Creating mini brain-like organs
Since studying brain cells in a dish can’t show researchers how these neurons might organize themselves should they be allowed to grow in three dimensions, researchers turned to a newer research tool. Using stem cells from both bipolar and healthy individuals, they cultured mini three-dimensional (3D) brain-like organs called cerebral organoids.
“If you grow neurons on culture dishes, they won’t make the same 3D connections they make in the brain,” says co-lead author Dr. Begüm Alural, a postdoctoral fellow in MCB. “With the cerebral organoids, the neurons develop as they connect with each other. It’s really groundbreaking because it lifts our research from a single layer into actual 3D brain tissue.”
Thanks to the organoids, which mimic the early stages of brain development, researchers were able to see that the areas on the organoid where immature neurons differentiate and migrate were smaller and thinner than those made using stem cells from healthy individuals.
Diagnoses may be possible earlier
The results of the study have significant implications for future research on the origin and treatment of bipolar disorder, but the findings also lend weight to a growing body of evidence that it may be possible to diagnose the disorder at a younger age, rather than just at the onset of symptoms in late adolescence or early adulthood.
Future research in Dr. Lalonde’s lab will examine whether it’s possible to induce bipolar disorder in animals by transplanting immature neurons.
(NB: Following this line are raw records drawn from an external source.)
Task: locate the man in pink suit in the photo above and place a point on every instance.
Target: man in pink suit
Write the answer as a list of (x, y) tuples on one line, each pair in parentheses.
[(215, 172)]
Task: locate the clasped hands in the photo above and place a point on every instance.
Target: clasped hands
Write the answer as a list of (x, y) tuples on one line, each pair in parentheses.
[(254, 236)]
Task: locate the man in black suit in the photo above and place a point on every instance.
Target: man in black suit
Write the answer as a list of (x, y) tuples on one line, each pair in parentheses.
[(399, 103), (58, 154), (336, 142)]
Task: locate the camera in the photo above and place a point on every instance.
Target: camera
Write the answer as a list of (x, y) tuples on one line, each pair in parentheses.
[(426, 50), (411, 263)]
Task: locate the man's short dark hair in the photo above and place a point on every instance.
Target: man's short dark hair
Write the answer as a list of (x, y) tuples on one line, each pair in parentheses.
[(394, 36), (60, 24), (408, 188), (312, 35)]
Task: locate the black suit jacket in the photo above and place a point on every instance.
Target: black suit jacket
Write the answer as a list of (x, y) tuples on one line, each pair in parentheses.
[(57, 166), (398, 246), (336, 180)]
If they’re successful, animal models could someday be used to better study the disorder, including potential treatment options.
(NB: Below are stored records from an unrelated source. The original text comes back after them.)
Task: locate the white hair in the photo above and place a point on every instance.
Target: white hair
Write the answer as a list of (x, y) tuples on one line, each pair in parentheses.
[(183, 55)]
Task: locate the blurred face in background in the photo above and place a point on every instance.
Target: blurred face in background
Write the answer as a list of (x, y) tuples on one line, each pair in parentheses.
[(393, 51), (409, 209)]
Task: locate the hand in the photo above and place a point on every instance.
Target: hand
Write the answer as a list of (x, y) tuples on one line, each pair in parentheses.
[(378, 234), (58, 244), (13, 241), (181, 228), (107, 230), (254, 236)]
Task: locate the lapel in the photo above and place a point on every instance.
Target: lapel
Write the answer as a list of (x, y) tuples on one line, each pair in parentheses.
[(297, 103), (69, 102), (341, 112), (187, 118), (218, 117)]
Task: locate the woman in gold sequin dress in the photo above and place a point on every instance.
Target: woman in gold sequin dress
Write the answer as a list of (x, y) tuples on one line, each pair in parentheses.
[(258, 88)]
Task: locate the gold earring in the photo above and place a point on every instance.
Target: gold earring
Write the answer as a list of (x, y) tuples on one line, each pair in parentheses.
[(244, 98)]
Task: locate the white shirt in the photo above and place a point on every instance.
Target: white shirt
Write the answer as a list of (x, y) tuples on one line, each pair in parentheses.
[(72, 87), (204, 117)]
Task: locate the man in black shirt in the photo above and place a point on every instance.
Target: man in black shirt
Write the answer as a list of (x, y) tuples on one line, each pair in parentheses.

The study was completed over seven years, with support from researchers across the university, including PhD, master’s and undergraduate students, a postdoctoral fellow, Dr. Lalonde and Dr. Nina Jones from MCB and Dr. Melissa Perreault from the Ontario Veterinary College. The stem cells for the study were derived from a biobank at Massachusetts General Hospital in Boston, with support from Dr. Roy Perlis, founder and director of the Center for Quantitative Health. Funding for the study was provided by the Brain and Behavior Research Foundation, the Canadian Foundation for Innovation and the U of G.